Мы недавно поженились. Жилья в городе не было, если не считать девятиметровой комнатенки, жить в которой вдвоем (а к тому времени можно было уже говорить «втроем») не было никакой возможности. Так что мы решили перезимовать, если сумеем, в этом поселке – в доме, куда нас из милости пустила пожить престарелая тетка жены.

Мы не сразу решили это. А когда все же решили, интересный момент, что-то быстро и ловко изменилось – и вокруг нас (мы, должно быть, на все стали смотреть новыми глазами, глазами не дачников), и в нас самих. А собаки, конечно, перемену эту мгновенно почуяли. И относиться к нам стали совсем по-иному, чем к остальным. Я уже говорил: «Как к своим…»

* * *

Уже наступала осень. А с нею и хлопоты, о которых мы понятия не могли иметь, живя в городе. Нужно было запасать на зиму продукты, дрова.
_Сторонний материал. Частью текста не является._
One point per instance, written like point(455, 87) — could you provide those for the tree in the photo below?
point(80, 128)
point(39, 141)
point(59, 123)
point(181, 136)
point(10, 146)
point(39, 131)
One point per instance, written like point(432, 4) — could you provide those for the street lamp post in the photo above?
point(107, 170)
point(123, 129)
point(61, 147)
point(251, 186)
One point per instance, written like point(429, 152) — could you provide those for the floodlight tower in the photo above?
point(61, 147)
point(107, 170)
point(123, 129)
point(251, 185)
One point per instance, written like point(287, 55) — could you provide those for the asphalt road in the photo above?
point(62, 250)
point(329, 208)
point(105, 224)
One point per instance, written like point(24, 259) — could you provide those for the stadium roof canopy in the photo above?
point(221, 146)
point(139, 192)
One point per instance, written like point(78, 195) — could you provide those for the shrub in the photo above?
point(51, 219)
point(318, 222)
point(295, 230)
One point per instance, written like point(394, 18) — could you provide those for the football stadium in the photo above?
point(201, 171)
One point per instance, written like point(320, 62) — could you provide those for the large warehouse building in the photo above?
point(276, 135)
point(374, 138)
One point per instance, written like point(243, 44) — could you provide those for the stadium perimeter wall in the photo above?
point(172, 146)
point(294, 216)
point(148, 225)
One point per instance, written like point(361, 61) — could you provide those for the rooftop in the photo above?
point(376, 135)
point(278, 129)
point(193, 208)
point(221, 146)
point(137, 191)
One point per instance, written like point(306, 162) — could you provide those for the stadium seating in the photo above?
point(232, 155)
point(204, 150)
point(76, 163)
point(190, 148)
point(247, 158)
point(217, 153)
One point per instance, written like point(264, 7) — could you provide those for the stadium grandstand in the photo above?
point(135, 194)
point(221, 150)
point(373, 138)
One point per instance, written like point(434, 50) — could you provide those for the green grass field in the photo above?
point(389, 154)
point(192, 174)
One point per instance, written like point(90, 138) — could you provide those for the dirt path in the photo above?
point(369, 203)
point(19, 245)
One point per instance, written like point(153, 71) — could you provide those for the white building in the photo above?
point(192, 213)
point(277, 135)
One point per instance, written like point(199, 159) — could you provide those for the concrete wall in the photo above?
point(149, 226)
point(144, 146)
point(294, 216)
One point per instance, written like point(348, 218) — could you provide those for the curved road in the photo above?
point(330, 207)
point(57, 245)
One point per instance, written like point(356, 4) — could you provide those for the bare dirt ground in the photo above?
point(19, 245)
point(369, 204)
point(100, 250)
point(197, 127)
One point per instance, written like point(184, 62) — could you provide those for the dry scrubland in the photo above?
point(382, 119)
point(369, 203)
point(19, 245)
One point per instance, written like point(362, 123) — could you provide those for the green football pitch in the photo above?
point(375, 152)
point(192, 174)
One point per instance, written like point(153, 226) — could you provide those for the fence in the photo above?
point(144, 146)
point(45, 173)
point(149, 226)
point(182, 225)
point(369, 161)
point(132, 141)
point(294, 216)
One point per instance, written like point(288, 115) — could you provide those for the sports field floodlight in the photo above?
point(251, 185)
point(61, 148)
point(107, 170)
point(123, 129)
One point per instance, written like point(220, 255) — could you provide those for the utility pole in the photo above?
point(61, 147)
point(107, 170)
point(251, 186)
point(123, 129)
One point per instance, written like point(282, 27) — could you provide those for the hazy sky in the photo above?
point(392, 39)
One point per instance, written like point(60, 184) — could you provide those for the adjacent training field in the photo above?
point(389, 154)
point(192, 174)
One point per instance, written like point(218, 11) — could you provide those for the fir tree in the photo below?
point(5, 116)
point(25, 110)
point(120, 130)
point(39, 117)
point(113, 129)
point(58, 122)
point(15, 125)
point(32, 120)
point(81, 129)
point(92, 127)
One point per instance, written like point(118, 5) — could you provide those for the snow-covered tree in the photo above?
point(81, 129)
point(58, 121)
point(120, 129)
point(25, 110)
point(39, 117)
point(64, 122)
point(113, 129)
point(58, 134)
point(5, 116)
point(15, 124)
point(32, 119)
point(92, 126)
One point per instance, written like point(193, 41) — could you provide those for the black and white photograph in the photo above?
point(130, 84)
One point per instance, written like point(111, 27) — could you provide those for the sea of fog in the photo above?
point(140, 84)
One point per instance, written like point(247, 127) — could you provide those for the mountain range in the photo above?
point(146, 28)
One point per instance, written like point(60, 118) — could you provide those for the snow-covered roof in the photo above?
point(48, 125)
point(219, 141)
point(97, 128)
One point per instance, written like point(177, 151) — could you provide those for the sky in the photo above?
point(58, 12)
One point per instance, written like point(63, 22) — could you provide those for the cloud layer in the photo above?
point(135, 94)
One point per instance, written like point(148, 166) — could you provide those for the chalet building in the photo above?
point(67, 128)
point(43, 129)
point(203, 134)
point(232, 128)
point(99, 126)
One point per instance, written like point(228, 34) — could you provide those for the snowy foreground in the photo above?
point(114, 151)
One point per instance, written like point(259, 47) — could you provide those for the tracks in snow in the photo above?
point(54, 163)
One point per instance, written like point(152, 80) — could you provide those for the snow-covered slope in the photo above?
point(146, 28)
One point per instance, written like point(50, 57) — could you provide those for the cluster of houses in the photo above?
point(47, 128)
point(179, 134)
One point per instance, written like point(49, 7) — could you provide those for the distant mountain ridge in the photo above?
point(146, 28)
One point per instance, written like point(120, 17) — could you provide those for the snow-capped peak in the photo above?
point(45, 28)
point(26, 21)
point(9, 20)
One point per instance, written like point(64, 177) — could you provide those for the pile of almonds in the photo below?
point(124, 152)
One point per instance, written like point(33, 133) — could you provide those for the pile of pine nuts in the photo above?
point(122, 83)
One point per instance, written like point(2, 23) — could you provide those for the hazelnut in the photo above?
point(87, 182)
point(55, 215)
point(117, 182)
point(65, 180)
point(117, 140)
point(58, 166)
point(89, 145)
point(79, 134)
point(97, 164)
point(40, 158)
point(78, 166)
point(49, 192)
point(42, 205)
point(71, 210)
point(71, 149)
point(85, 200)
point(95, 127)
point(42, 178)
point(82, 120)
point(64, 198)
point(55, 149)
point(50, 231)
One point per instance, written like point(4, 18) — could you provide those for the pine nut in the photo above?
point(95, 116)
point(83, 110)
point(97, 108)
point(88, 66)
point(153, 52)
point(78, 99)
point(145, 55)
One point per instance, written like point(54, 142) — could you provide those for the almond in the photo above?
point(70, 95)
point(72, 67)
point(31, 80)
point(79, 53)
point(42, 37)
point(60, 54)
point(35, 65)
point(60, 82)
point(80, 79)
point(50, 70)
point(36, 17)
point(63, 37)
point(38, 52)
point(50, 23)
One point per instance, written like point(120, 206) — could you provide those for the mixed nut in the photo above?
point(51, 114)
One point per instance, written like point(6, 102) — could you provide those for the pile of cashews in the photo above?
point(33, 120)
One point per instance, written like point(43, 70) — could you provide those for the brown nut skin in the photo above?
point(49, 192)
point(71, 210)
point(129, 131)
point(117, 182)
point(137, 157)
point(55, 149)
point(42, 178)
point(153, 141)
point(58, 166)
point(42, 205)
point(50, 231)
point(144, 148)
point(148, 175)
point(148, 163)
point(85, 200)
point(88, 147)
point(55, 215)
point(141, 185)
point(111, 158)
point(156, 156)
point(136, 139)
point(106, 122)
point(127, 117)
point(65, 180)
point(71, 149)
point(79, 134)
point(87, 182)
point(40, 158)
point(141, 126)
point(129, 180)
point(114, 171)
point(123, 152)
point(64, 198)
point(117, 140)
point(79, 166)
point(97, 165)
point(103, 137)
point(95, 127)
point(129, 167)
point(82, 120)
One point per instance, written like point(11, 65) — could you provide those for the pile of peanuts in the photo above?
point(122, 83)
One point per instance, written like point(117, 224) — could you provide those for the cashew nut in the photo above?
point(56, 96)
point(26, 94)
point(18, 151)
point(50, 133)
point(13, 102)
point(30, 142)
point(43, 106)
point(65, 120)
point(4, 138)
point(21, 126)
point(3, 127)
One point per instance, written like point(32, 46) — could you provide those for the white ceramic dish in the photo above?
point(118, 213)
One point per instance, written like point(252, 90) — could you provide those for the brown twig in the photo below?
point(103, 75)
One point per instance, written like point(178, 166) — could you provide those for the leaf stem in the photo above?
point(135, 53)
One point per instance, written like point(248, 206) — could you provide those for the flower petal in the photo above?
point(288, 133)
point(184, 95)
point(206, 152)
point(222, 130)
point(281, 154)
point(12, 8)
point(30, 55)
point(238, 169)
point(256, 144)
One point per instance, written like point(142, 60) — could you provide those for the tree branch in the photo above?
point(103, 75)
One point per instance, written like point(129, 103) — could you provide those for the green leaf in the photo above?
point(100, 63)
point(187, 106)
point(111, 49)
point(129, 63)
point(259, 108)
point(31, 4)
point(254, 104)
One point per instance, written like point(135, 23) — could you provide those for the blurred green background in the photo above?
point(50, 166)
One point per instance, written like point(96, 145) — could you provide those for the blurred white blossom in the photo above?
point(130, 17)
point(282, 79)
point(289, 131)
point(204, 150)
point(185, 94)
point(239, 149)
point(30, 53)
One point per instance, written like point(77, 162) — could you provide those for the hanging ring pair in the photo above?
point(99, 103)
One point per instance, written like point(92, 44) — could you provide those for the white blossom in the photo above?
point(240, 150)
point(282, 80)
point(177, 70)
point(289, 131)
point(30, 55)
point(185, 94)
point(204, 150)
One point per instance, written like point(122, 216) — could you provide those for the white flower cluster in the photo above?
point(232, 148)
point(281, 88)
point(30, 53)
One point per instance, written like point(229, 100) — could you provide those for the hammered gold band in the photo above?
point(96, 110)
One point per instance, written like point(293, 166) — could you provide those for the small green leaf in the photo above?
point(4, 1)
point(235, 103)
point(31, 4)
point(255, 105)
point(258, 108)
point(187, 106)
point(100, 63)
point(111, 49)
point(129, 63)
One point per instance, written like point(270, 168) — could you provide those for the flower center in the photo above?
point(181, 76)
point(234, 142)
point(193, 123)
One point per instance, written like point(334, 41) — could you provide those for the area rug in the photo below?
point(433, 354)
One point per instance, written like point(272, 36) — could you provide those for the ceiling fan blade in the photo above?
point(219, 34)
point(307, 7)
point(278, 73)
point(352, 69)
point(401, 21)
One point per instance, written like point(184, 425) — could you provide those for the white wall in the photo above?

Дом необходимо было хоть как-нибудь подготовить к холодам. Завезти надо было газ в баллонах, перетащить из Москвы книги и словари для работы… Забот хватало, что там говорить, но надо сознаться, что все это были ужасно приятные заботы – робинзоновские.

Дел было невпроворот и у наших псов.

Пришла пора переездов, и что ни день в тишайшем нашем поселочке ревели, оскорбительно и бесцеремонно, грузовики, доверху заваленные дачным скарбом.

Джек срывал себе голос, по нескольку раз на дню ввязываясь в сражения с ненавистными своими врагами.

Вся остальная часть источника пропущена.